The 18-month process of building and decorating netted a year-round family retreat that Lidia describes as “refined but rustic.” And even though the wife had total control, she did make an effort to include her husband – sort of. She says: “He really wanted dark floors, but even he conceded the light ones looked better. So I let him think he helped with that decision in a roundabout way. Now we’re all happy!”
Accessories like the rope-hung mirrors and the lantern-style pendant lights make this practical space feel decorated. “I don’t like to take risks when decorating,” says one of the homeowners, “but I did want to mix things up in the kitchen so it didn’t read as plain.”
Designer Lidia van Zyl played the natural tones of wood and stone against sleek black accents to create character in the living room. The tall armoire holds things like games, books and blankets, while the bare floor, a practical option, is easy to clean. A trio of metal sculptures above the reclaimed wood mantel is a departure from the expected mirror or artwork.
In the foyer, the staircase’s natural wood handrail and treads were a purposeful choice. “If we had painted them black, it would have drawn the eye up the stairs as opposed to straight through the cottage to the lake,” says Lidia.
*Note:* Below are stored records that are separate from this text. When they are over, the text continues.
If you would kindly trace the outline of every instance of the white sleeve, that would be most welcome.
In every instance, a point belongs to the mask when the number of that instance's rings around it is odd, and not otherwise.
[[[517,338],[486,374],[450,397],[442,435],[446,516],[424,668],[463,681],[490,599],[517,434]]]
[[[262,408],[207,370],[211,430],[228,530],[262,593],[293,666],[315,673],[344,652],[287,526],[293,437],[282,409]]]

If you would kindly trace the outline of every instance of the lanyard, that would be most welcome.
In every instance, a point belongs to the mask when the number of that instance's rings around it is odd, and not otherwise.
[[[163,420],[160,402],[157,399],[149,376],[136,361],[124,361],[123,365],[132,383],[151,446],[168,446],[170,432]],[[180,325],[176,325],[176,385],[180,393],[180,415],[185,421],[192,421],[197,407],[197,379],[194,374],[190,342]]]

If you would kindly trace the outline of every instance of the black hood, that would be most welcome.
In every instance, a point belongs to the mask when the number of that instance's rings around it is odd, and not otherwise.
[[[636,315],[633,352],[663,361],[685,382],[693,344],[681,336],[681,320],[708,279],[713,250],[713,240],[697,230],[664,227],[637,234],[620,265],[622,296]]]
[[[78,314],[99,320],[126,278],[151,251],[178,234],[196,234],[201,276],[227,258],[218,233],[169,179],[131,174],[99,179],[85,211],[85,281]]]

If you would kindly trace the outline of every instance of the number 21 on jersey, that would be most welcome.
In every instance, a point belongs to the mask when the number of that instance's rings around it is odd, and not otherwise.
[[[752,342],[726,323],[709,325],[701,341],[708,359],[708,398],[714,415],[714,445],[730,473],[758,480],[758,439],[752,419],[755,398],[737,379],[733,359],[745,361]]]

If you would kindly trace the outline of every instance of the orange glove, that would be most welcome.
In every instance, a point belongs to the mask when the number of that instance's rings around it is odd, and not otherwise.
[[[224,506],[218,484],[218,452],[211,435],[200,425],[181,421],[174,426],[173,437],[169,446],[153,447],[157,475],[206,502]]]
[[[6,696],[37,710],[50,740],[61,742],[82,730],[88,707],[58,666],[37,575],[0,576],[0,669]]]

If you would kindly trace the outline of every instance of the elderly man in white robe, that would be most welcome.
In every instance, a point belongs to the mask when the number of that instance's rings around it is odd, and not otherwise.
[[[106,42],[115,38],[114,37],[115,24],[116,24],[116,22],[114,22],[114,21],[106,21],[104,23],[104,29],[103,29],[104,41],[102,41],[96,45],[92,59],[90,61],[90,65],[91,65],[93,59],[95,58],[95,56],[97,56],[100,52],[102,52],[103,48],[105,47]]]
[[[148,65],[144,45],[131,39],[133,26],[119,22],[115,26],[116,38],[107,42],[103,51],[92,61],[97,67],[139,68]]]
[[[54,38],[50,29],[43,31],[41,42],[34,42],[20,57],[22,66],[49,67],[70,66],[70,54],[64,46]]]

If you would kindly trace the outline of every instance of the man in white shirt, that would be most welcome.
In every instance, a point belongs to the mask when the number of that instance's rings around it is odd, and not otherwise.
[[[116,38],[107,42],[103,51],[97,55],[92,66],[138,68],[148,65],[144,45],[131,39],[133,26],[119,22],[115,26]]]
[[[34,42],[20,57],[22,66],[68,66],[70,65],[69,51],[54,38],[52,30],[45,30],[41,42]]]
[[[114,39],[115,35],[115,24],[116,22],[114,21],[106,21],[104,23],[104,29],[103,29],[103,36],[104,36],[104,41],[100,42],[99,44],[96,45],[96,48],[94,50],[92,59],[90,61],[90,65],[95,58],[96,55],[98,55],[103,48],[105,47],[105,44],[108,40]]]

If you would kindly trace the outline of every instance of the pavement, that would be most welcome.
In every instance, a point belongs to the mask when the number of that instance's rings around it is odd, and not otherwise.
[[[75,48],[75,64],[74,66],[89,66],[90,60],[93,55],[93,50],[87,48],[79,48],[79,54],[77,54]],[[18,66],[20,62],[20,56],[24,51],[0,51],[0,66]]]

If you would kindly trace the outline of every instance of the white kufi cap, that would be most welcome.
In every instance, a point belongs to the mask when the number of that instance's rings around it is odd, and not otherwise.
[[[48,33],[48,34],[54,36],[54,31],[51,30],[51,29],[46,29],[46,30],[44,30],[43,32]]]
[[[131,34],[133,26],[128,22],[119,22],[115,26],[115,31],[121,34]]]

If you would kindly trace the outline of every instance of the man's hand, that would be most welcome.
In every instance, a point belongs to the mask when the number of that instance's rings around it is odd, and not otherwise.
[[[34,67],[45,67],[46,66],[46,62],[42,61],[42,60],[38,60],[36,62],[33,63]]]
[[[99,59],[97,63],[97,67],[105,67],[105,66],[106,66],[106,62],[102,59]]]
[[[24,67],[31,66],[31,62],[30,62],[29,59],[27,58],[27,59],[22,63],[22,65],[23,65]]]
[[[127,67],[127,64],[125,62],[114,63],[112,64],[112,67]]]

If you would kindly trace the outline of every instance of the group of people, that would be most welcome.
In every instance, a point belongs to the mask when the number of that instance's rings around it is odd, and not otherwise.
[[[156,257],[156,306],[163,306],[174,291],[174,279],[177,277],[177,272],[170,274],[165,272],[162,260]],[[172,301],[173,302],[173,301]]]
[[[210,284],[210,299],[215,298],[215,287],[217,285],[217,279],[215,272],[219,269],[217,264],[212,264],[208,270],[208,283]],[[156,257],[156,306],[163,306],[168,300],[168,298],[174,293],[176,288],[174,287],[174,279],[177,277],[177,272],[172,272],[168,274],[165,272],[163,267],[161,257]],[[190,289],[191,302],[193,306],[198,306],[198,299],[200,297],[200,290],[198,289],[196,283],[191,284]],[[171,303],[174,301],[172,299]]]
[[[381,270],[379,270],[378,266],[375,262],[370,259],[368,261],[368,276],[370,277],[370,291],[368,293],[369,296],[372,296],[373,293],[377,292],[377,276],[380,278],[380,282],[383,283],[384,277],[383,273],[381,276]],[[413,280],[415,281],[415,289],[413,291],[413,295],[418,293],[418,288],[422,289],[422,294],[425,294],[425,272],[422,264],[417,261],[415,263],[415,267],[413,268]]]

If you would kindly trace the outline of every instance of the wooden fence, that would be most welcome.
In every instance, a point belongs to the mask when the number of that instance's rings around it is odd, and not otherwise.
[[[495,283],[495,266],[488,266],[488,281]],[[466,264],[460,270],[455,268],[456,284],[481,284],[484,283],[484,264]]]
A mix of neutral tones creates subtle depth in the dining area. “The table and chairs appear white at first glance, but they’re actually a soft shade of grey,” says Lidia. the chandelier, painted white to downplay its ornate shape, illuminates everything from meals to crafts.
“This cottage always makes me smile,” says one of the homeowners. “It’s an amazing feeling to open the front door to beautiful surroundings.” the stone skirting – a concession to the aspen look the husband wanted – ties in nicely with the herringbone brick walkway.
The artful arrangement of dark-hued antiques in an all-white area of the living room makes a graphic statement. the antlers are a family heirloom.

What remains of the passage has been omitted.